Kim En Joong, peintre français, est né en 1940, à Booyo, en Corée du Sud.
En 1960, il se convertit au catholicisme, s’installe en France et est ordonné prêtre, dominicain, en 1974.
Il vit et travaille entre Paris et Vence, exposant dans le monde entier.
« À la jonction de plusieurs civilisations, de mondes opposés qu’il a appris à connaître, à apprivoiser (…), l’œuvre de Kim En Joong est imprégnée d’une croyance forte et
généreuse». (1)
Résolument abstraite, voire lyrique, son oeuvre utilise le « langage de la couleur ».
« Les envolées lyriques de cette peinture donnent des sonorités nouvelles aux formes et aux couleurs, mais également à l’image d’un au-delà qui conduit inévitablement à la contemplation ». (1)
Le père Kim En Joong a réalisé de nombreux vitraux, notamment pour la cathédrale d’Évry, la chapelle des dominicaines de Dax.
 
Pour l’église de Ganagobie, il réalise huit vitraux.
 

Église Notre-Dame, prieuré de GANAGOBIE (Alpes-de-Haute-Provence) Ateliers LOIRE à Lèves - 2004-2005 - Projet en cours

Le monastère bénédictin de Ganagobie est bâti sur un plateau de pins qui domine la Durance.

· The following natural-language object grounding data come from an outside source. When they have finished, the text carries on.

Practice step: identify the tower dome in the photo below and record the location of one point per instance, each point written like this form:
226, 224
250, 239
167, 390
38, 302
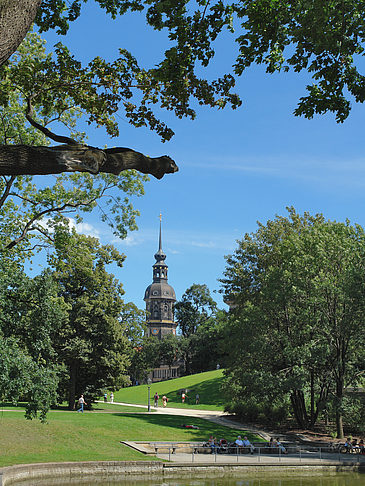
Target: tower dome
160, 298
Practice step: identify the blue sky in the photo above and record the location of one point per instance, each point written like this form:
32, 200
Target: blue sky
236, 167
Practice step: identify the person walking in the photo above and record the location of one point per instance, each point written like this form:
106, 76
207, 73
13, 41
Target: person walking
81, 402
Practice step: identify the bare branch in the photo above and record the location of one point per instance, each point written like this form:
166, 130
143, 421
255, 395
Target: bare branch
25, 159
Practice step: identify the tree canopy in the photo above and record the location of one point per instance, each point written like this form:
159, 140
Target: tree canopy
326, 39
296, 288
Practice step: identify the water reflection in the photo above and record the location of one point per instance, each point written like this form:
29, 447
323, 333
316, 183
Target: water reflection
346, 479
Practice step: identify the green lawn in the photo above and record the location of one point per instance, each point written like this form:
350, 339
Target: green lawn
207, 384
94, 436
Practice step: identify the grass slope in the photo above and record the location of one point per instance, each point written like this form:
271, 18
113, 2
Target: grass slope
207, 384
94, 436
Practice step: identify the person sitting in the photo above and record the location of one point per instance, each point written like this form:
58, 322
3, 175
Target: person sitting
247, 443
270, 443
355, 446
348, 445
223, 446
239, 444
362, 446
212, 443
280, 445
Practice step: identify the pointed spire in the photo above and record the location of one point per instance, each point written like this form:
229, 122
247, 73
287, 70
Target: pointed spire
160, 240
160, 255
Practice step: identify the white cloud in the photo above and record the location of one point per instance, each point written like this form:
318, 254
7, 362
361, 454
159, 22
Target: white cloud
84, 228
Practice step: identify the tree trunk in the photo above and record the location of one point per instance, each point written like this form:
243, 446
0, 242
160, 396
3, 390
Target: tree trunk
312, 420
72, 385
339, 419
299, 408
16, 17
339, 425
28, 160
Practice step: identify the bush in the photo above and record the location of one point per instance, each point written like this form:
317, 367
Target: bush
264, 413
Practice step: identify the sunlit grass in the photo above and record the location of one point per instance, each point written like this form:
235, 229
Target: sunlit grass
207, 385
94, 436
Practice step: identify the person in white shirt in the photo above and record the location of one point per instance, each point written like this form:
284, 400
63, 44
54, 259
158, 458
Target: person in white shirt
239, 444
81, 404
247, 443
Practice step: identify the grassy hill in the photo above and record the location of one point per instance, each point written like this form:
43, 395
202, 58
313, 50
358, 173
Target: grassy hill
207, 384
94, 436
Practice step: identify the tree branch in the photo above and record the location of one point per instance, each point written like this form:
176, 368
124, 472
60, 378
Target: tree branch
28, 160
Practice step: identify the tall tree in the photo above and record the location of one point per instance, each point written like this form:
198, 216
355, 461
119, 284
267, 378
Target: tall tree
29, 207
195, 315
297, 289
91, 344
30, 312
325, 39
194, 308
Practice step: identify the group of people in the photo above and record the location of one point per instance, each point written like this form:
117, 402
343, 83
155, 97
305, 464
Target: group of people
354, 446
276, 443
111, 397
223, 446
156, 398
164, 399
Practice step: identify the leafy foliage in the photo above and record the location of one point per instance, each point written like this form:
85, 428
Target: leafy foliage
28, 207
326, 39
297, 291
91, 344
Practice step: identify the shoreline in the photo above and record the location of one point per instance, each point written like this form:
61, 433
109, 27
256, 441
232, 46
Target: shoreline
79, 472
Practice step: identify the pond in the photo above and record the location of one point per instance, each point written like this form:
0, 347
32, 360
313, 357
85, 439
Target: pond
339, 479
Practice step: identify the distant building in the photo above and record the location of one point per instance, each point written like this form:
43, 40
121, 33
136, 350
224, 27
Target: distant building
160, 299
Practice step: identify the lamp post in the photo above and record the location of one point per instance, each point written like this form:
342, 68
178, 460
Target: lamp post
149, 381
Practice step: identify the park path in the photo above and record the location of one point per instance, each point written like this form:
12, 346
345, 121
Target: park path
216, 416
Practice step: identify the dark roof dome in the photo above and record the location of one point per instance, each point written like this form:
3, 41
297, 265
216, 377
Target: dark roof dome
158, 290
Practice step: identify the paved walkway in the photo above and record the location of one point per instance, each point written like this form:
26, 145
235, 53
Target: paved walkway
215, 416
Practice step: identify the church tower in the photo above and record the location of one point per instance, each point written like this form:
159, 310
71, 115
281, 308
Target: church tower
160, 298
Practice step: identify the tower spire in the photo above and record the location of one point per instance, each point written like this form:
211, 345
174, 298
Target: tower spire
160, 240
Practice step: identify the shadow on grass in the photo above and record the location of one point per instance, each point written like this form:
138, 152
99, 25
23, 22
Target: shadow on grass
209, 391
176, 422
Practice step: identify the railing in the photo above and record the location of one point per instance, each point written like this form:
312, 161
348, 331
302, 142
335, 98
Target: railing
261, 454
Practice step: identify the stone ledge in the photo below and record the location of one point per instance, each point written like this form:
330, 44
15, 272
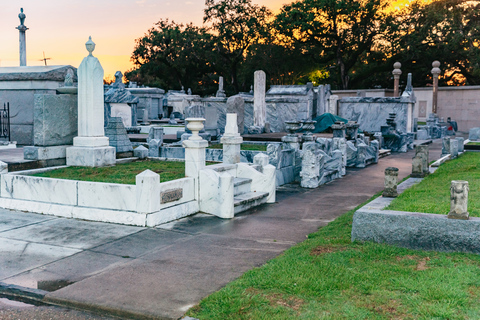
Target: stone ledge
414, 230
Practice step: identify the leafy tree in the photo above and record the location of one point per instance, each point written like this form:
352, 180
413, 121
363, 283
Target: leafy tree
237, 25
444, 30
337, 34
172, 55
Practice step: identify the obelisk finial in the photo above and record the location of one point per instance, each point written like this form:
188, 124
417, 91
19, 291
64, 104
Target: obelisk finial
90, 45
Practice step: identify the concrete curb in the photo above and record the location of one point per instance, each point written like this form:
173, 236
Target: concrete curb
29, 294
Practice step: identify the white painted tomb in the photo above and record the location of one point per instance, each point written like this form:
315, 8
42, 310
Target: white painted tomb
91, 147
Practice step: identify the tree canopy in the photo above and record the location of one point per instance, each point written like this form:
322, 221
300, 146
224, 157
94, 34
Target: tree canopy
346, 43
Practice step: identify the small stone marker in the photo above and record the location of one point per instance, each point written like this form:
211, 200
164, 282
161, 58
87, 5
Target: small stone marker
458, 200
391, 181
420, 162
140, 152
171, 195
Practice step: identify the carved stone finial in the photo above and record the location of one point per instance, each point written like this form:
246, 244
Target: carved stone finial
22, 17
68, 78
90, 45
436, 68
396, 69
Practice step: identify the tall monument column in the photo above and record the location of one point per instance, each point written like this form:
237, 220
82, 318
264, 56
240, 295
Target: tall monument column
22, 41
396, 79
435, 73
91, 147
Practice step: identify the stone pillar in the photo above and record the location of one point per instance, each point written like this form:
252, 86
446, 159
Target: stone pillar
259, 105
458, 200
312, 165
91, 147
396, 79
422, 153
332, 104
453, 148
445, 146
391, 181
321, 105
231, 140
236, 104
147, 186
22, 38
435, 73
194, 148
338, 129
220, 92
461, 141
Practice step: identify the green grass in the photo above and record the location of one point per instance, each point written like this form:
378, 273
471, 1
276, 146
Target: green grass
251, 147
121, 173
432, 195
329, 277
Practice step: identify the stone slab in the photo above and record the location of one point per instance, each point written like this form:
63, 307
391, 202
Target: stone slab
57, 191
44, 153
417, 230
54, 119
180, 284
90, 157
107, 196
141, 243
68, 270
71, 233
18, 256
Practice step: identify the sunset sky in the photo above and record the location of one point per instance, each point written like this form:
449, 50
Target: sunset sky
60, 28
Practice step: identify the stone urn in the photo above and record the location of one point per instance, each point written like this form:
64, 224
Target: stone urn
292, 127
195, 125
308, 126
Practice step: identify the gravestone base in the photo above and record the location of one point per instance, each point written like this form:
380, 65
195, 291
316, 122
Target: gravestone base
44, 153
463, 216
91, 156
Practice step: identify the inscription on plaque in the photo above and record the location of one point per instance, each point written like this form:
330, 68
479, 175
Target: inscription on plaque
171, 195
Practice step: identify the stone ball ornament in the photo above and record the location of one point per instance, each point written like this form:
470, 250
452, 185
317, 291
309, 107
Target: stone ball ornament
90, 45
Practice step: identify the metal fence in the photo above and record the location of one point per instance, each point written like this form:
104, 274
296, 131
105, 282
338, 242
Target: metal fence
5, 122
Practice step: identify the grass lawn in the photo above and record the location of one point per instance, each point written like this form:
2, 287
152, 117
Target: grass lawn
432, 195
328, 277
251, 147
121, 173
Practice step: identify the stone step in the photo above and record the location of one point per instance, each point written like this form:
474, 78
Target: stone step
241, 186
248, 200
222, 167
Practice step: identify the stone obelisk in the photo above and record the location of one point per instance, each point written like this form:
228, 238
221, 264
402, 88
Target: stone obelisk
91, 147
23, 45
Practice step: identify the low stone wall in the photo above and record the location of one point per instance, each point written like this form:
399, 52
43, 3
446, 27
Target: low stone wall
210, 154
106, 202
415, 230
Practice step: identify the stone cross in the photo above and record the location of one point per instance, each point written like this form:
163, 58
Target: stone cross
396, 78
458, 200
221, 91
22, 39
435, 72
391, 181
420, 162
259, 105
68, 78
231, 140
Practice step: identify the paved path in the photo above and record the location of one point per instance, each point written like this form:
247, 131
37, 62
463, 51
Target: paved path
162, 272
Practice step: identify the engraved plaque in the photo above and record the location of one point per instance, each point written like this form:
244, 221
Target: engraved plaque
171, 195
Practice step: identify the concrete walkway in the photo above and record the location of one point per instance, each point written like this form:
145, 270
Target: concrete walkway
162, 272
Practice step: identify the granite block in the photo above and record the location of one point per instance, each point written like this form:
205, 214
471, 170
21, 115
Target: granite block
55, 119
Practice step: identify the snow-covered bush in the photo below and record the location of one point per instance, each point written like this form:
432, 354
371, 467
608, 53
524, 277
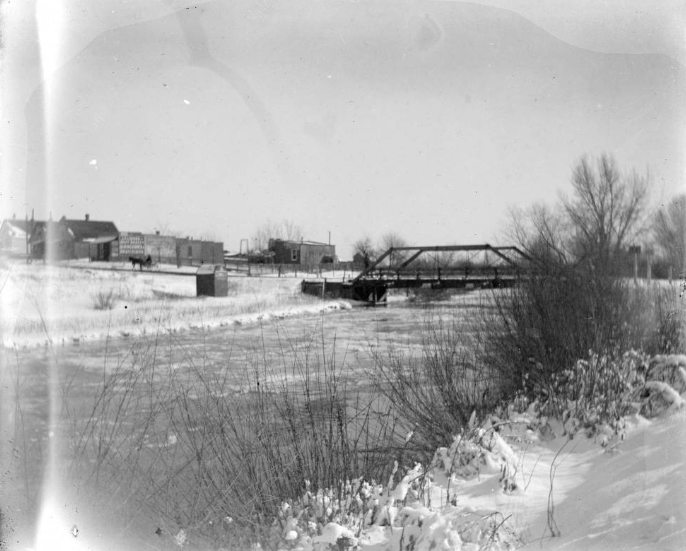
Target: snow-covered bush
596, 394
548, 322
393, 517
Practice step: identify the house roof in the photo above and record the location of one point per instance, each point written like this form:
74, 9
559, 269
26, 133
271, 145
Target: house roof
304, 242
88, 230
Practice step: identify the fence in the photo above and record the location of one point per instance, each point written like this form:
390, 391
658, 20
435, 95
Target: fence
338, 270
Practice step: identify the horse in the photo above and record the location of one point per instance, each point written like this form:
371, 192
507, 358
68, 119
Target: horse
147, 262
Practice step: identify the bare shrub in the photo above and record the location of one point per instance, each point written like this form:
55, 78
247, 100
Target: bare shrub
548, 322
437, 391
214, 452
105, 299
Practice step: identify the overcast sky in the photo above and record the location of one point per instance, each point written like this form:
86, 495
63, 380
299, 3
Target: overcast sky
424, 118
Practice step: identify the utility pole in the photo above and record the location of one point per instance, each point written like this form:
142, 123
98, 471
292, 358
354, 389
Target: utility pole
636, 250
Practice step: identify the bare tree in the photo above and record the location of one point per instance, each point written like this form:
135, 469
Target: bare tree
541, 231
392, 239
605, 210
669, 230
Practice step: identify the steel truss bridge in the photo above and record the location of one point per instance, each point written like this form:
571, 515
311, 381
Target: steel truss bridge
436, 267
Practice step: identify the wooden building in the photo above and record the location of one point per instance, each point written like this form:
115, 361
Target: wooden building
161, 248
301, 252
195, 252
71, 239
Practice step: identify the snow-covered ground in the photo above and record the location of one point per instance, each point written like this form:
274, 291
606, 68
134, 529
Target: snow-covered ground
568, 494
525, 486
78, 301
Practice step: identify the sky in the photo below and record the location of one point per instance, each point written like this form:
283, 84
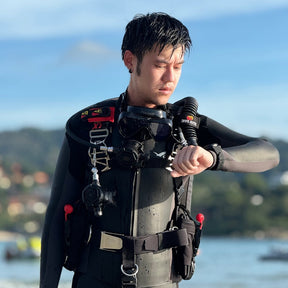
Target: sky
57, 57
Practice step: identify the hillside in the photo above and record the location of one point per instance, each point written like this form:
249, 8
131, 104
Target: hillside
233, 203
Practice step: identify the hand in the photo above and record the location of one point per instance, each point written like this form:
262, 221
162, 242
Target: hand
191, 160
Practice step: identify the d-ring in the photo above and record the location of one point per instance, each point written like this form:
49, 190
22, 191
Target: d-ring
130, 274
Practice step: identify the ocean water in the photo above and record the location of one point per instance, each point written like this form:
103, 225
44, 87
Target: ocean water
222, 263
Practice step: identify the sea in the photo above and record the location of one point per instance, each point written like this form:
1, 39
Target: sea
221, 263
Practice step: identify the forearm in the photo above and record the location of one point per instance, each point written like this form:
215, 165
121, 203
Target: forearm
255, 156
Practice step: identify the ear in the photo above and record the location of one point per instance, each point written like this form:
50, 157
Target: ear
129, 60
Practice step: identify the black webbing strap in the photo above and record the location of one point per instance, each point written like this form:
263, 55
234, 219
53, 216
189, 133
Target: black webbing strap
129, 268
143, 244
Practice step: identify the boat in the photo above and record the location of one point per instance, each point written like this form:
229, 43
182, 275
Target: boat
276, 254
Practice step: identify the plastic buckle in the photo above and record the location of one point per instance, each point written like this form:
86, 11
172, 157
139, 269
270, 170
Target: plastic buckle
129, 279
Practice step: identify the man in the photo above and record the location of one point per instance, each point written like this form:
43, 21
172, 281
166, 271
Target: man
119, 214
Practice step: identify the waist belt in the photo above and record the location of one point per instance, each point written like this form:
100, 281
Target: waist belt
131, 246
143, 244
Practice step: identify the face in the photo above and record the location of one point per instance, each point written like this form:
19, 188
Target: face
157, 76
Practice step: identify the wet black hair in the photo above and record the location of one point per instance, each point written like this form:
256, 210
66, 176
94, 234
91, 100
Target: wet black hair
154, 30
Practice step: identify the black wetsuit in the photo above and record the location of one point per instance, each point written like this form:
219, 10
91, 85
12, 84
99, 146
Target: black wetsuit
233, 152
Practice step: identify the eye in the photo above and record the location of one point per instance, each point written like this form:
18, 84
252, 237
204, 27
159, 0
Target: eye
160, 66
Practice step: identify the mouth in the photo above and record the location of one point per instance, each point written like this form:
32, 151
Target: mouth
166, 90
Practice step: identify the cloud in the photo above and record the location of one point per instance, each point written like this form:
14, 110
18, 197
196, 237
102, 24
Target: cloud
34, 18
89, 53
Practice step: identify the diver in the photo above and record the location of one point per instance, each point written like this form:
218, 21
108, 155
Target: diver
120, 207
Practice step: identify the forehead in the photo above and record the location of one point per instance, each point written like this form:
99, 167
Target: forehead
168, 53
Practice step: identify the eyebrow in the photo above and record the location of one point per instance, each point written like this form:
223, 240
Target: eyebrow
167, 62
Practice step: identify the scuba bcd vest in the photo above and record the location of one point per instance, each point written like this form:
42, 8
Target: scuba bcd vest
134, 217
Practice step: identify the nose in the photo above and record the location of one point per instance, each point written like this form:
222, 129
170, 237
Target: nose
169, 75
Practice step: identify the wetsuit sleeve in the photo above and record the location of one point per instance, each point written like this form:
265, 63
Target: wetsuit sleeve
236, 152
66, 188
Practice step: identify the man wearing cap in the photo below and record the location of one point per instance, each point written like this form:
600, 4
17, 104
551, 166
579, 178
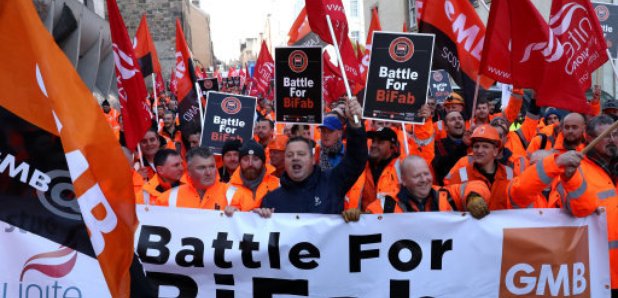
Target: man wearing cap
248, 186
329, 151
570, 136
450, 149
305, 188
203, 190
486, 143
611, 108
111, 114
169, 174
276, 152
229, 154
382, 170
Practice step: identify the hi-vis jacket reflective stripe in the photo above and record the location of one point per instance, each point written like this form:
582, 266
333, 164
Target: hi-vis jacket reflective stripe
458, 193
387, 183
498, 188
589, 188
525, 191
242, 197
186, 196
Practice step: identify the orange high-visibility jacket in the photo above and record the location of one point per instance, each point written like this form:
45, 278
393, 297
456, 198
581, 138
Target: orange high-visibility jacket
241, 197
388, 182
450, 198
525, 190
186, 196
502, 178
589, 188
149, 193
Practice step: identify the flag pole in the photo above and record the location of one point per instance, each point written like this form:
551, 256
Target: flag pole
156, 103
341, 67
609, 55
476, 95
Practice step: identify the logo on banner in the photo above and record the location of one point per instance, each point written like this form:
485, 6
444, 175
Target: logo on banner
298, 61
545, 262
437, 76
602, 13
208, 84
401, 49
231, 105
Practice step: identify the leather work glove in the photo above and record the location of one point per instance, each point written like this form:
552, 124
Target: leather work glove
477, 206
352, 214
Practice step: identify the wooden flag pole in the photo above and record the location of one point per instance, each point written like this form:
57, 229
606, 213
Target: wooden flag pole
156, 103
341, 67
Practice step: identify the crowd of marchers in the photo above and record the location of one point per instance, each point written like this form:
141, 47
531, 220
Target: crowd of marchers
521, 156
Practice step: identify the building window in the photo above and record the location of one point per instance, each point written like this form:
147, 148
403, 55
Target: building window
355, 36
354, 8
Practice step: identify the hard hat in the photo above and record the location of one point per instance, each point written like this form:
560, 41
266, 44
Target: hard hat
454, 98
486, 133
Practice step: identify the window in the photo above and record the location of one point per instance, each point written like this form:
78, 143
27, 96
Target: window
354, 8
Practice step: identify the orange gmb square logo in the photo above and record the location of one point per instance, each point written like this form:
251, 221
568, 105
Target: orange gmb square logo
545, 262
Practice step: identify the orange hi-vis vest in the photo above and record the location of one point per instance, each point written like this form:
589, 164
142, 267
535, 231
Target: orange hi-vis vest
450, 198
388, 182
525, 190
502, 178
186, 196
590, 188
243, 198
149, 193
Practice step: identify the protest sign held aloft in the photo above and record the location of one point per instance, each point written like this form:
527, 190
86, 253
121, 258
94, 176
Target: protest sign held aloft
228, 116
211, 84
440, 85
398, 76
298, 84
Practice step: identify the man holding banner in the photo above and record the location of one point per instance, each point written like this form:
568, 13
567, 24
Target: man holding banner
305, 188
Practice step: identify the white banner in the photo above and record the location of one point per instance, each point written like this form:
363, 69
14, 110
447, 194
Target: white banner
535, 252
32, 266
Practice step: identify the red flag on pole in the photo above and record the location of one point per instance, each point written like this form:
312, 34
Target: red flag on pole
184, 82
374, 25
41, 88
300, 28
536, 59
576, 25
146, 54
131, 88
264, 70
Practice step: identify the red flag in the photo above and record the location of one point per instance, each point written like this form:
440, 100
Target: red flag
43, 91
576, 25
173, 82
300, 28
460, 34
537, 58
373, 26
264, 70
333, 87
316, 13
184, 82
131, 88
146, 54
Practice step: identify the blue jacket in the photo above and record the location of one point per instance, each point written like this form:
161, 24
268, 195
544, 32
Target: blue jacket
323, 191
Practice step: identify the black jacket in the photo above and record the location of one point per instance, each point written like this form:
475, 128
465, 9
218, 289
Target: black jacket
323, 191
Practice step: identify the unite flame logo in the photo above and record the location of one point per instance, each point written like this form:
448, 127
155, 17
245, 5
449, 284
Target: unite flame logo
55, 264
545, 262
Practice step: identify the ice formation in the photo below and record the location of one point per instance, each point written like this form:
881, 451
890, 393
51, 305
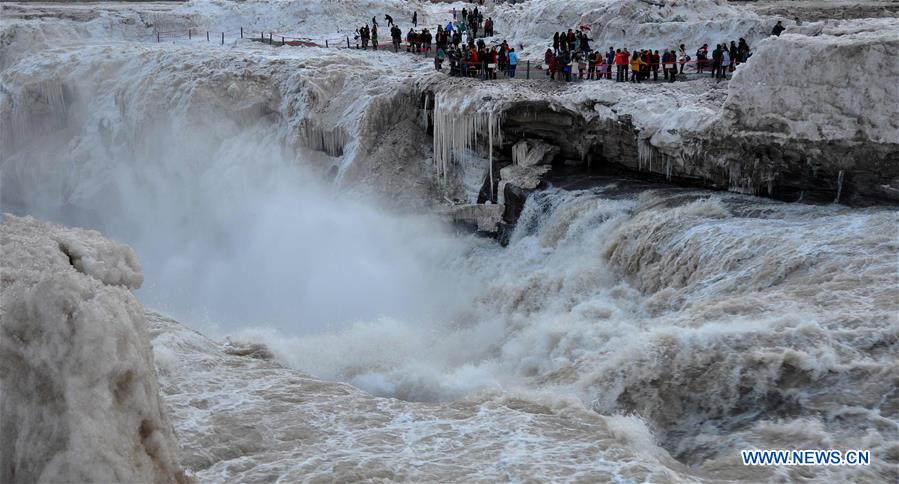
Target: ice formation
458, 127
80, 398
848, 97
715, 321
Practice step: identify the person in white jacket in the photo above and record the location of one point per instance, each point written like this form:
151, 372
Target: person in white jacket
513, 62
682, 57
725, 62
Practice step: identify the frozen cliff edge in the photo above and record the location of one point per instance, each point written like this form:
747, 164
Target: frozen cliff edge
822, 129
822, 101
78, 387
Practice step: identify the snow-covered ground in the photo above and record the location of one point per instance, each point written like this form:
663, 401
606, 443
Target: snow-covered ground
282, 195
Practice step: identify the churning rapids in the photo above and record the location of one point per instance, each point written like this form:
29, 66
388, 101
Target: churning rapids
627, 332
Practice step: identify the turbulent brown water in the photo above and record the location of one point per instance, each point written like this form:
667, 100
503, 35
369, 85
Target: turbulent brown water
626, 333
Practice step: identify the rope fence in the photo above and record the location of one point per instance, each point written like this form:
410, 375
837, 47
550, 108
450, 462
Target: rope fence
525, 69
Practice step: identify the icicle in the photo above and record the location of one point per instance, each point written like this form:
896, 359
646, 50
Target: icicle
329, 141
457, 131
839, 186
645, 153
490, 128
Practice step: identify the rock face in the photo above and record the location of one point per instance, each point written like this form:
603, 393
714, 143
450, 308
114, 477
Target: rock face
788, 125
79, 398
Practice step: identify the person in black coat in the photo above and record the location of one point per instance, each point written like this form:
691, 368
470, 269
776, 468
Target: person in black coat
778, 29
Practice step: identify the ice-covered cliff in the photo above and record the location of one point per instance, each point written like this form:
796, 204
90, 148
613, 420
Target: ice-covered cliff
79, 398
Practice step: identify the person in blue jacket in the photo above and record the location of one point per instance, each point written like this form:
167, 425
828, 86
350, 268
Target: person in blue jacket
513, 62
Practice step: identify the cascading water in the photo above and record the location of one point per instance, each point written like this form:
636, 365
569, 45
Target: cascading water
714, 322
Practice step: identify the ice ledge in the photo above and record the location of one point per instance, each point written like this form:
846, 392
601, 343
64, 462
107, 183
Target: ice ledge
86, 250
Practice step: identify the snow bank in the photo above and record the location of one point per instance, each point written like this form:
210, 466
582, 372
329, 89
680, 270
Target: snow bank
79, 399
627, 23
838, 82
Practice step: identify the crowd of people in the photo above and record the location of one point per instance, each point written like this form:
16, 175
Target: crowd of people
571, 57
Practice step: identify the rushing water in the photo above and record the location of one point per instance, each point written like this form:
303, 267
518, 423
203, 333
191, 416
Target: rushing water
720, 322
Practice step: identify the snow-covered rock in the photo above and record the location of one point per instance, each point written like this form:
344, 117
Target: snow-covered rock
838, 82
79, 398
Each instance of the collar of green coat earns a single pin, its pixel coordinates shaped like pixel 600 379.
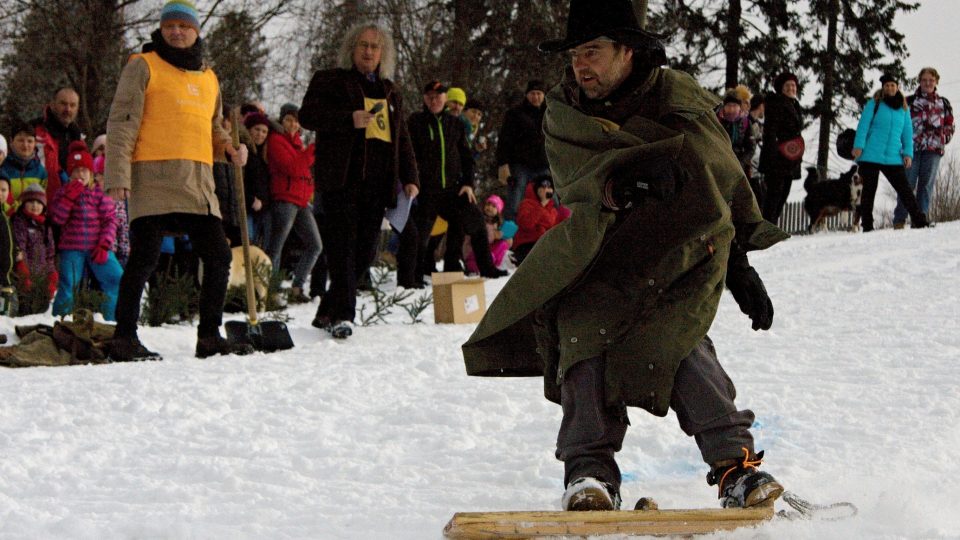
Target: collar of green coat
pixel 677 93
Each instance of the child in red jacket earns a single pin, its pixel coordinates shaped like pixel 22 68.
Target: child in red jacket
pixel 537 214
pixel 36 252
pixel 493 218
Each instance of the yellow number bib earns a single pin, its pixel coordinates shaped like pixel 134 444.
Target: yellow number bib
pixel 379 127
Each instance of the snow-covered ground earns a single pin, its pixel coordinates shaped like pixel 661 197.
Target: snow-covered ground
pixel 856 390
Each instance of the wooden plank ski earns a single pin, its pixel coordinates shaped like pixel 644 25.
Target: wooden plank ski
pixel 477 525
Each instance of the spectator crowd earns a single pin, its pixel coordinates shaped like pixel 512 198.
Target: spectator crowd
pixel 77 214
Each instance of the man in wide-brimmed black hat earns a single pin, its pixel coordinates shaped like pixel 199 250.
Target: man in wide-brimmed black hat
pixel 661 214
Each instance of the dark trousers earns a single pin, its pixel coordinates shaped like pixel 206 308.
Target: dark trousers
pixel 209 244
pixel 897 176
pixel 462 218
pixel 703 395
pixel 319 274
pixel 778 190
pixel 350 234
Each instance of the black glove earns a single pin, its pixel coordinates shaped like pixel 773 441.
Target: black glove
pixel 655 178
pixel 748 290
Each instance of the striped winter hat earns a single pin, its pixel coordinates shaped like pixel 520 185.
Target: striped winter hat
pixel 180 10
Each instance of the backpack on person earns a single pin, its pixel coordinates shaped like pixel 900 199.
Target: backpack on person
pixel 846 137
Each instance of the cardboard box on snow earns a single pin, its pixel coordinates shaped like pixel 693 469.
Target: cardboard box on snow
pixel 457 299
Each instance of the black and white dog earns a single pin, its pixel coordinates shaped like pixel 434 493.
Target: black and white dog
pixel 830 197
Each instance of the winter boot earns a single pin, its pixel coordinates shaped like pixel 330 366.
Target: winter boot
pixel 337 329
pixel 212 345
pixel 742 484
pixel 129 349
pixel 296 296
pixel 585 493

L’église, édifiée au Xe siècle est dédiée à Notre-Dame.
En 939, l’abbaye devient une dépendance de Cluny et connaîtra aux XIIe et XIIIe siècles, prospérité et rayonnement.
À la Révolution, elle est vendue comme bien national. Le chœur, le transept et la partie orientale du monastère seront démolis.
En 1891, le comte Malijay, propriétaire, cède l’abbaye aux Bénédictins de Sainte-Madeleine de Marseille, qui commencent à restaurer le cloître et le réfectoire.
En 1901, les Bénédictins de Sainte-Madeleine sont expulsés en Italie.
En 1922, le monastère sera repris par les Bénédictins d’Hautecombe. Ils poursuivent les travaux de restauration et le font classer Monument Historique.
Entièrement gérée et financée par la communauté religieuse, la création de huit vitraux pour l’église est confiée au Père Kim En Joong.
Son œuvre est un hommage aux sept dons du Saint-Esprit, elle évoque l’Ancienne et la Nouvelle Alliance.
À l’est, au soleil levant, derrière l’autel, le vitrail est vert, écho au Paradis, à la Création, mais aussi à la chute de l’Homme. À l’ouest, les tons chauds sont un hommage à la Vierge qui donne la Vie. Les lignes des compositions sont des réminiscences de l’écriture calligraphique. Le geste pictural transmet une impression de force et d’élévation.
L’église de Ganagobie retrouvera ses vitraux en 2005, et les moines, aidés de la perception de l’abstraction du Père Kim En Joong, le chemin de la méditation.